New HHS rule would roll back sex discrimination protection for transgender people in health services.
President Joe Biden issued an executive order on Monday reversing a Trump administration policy that barred transgender individuals from serving in the United States military.
“What I’m doing is enabling all qualified Americans to serve their country in uniform and essentially restoring the situation as it existed before with transgender personnel,” Biden said in remarks to reporters at the White House.
Former President Donald Trump first ordered the ban on transgender individuals serving in the US military in 2017. The order was challenged in federal courts as discriminatory, revised by Trump in 2018 and eventually allowed to take effect by the US Supreme Court in January 2019.

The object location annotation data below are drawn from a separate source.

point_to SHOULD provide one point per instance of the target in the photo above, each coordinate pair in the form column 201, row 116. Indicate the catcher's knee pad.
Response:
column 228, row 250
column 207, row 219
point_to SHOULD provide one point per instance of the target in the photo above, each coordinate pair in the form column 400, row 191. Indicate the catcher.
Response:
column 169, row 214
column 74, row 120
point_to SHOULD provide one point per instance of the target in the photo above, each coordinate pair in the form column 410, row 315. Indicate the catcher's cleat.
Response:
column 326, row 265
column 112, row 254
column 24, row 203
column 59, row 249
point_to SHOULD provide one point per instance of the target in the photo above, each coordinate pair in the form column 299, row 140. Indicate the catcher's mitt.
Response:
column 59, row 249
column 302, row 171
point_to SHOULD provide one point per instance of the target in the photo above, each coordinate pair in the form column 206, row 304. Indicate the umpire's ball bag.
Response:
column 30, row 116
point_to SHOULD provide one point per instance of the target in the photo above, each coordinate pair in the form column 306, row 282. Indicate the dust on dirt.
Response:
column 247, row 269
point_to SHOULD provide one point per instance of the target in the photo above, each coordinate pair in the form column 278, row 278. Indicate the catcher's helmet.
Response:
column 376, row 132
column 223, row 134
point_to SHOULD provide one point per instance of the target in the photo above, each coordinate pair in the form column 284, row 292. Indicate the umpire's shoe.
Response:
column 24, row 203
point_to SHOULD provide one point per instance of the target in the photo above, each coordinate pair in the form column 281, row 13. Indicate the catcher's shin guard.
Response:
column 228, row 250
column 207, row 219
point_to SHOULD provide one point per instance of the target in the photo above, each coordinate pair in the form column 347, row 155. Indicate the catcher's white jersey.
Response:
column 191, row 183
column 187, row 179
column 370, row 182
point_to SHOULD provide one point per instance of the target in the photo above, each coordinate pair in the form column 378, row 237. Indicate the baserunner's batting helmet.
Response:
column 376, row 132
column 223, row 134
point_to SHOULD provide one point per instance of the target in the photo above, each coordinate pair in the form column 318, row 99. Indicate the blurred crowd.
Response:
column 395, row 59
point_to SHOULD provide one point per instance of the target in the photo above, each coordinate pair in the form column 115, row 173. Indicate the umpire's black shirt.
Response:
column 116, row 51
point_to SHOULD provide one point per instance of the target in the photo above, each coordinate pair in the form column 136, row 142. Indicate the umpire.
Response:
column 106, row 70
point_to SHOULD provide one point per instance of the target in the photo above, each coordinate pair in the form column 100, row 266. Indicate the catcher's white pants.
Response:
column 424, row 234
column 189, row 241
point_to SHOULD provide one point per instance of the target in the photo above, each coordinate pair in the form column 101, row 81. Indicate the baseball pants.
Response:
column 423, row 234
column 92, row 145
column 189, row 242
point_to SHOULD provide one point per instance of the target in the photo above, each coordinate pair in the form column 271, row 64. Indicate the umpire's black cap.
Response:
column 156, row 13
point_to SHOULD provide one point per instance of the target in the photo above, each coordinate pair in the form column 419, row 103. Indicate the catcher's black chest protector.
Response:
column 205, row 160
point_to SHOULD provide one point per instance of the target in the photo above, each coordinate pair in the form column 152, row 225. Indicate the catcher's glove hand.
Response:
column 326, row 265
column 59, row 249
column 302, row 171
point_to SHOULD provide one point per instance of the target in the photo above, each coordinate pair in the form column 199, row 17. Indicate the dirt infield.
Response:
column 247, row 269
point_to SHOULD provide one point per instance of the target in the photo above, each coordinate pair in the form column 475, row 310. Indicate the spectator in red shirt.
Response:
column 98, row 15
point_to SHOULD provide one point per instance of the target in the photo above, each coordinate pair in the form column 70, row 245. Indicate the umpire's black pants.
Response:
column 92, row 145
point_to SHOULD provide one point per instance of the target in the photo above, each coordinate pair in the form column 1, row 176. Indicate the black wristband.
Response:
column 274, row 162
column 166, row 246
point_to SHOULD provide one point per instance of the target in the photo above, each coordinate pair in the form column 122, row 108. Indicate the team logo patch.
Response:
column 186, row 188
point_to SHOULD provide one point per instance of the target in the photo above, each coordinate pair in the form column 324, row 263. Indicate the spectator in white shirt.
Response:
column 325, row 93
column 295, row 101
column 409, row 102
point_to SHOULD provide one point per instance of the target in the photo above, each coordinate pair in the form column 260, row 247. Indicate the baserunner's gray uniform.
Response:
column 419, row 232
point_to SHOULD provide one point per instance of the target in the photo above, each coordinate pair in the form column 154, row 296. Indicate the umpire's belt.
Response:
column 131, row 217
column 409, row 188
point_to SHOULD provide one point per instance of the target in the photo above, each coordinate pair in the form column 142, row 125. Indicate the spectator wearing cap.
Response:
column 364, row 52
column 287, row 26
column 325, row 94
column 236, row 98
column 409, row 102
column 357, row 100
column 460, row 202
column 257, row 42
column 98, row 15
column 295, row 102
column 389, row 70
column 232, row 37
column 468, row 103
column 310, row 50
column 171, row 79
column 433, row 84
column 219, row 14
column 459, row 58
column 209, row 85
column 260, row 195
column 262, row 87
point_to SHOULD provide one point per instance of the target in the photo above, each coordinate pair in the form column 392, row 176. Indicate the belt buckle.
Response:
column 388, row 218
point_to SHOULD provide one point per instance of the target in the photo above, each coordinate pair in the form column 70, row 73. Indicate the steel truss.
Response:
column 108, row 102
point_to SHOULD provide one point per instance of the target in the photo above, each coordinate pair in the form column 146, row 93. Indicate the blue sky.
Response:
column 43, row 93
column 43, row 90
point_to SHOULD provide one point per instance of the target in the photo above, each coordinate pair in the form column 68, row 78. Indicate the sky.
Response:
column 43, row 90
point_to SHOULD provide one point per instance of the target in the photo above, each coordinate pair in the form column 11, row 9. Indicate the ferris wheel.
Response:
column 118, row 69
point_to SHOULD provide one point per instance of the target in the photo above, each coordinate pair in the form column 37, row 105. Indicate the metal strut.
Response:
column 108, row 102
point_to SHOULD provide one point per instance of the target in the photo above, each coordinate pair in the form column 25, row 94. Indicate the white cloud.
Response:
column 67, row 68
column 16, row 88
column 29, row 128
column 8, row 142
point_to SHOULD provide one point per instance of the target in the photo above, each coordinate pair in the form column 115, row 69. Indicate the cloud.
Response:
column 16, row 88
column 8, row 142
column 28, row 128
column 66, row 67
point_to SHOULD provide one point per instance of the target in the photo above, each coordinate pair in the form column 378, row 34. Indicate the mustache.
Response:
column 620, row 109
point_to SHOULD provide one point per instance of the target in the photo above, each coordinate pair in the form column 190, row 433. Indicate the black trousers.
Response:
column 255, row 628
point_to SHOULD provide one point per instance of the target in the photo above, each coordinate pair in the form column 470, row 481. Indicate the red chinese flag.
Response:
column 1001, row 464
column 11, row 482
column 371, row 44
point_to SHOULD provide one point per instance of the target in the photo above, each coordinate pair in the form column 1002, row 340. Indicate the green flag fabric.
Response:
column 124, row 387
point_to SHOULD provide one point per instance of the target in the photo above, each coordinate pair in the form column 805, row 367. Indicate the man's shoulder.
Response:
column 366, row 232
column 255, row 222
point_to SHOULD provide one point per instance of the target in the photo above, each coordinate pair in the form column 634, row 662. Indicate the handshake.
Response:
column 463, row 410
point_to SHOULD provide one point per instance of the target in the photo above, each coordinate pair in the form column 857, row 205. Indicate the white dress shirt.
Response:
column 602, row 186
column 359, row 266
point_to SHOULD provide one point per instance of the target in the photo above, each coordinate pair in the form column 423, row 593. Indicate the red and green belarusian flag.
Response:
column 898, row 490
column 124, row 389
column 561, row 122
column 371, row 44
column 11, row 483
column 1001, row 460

Incoming Secretary of Defense Lloyd Austin supports lifting the ban. Biden met with Austin in the White House’s Oval Office on Monday prior to Austin’s ceremonial swearing-in.
“Our armed forces are at their best when they represent the talents of our entire population, regardless of gender identity,” Austin said in a tweet on Monday.
“I fully support (President Biden’s) direction today that all transgender individuals who wish to serve and can meet the appropriate standards shall be able to do so,” Austin said.
Trump’s order had drawn protests from gay rights advocates who slammed the order as “bigoted” and “irresponsible”. Nearly 60 percent of Americans at the time said transgender people should be allowed to serve in the US armed forces, a Reuters/Ipsos had found.
Biden’s order revokes Trump’s directives and instructs the secretary of defence and the secretary of homeland security to implement the new policy throughout all branches of the military service – the Army, Air Force, Navy, Marines and Coast Guard.
The order bans involuntary separations, discharges and denials of re-enlistment on the basis of or relating to gender identity.
Democrats in the US Congress applauded the action while some Republicans were quick to criticise.
“No Americans should be turned away from serving in defence of their country simply because they are transgender,” Representative Steny Hoyer, a leading House Democrat, said in a statement.
“Another ‘unifying’ move by the new administration?” Republican Senator John Cornyn questioned on Twitter.
Another “unifying” move by the new Administration?
Biden Ends Partial Ban on Transgender Soldiers in U.S. Military https://t.co/DiVXdFnEQ8
— Senator John Cornyn (@JohnCornyn) January 25, 2021
Navy Petty Officer Brock Stone, who had been among a number of service personnel who had sued the Trump administration to reverse the rule, said in a statement issued by the American Civil Liberties Union he was “relieved and appreciative” of Biden’s order.
“I joined the Navy in 2006 to serve my country and my idea of patriotism includes speaking up for myself and anyone else who’s being held down,” Stone said.
Biden’s action affirms “that I and other transgender service members belong in our military,” he said.
A 2016 US Defense Department study showed that allowing transgender people to serve would have a minimal effect on military readiness and healthcare costs, the White House said in a statement announcing the new policy.
The study also concluded that open transgender service had no significant impact on operational effectiveness or unit cohesion in foreign militaries.
Putting the new directive into effect will take time as the service branches unwind policies put in place under the Trump administration. Biden’s order requires the secretaries of defence and homeland security to report back on progress within 60 days.
“President Biden believes that gender identity should not be a bar to military service, and that America’s strength is found in its diversity,” the White House said in a statement announcing the order.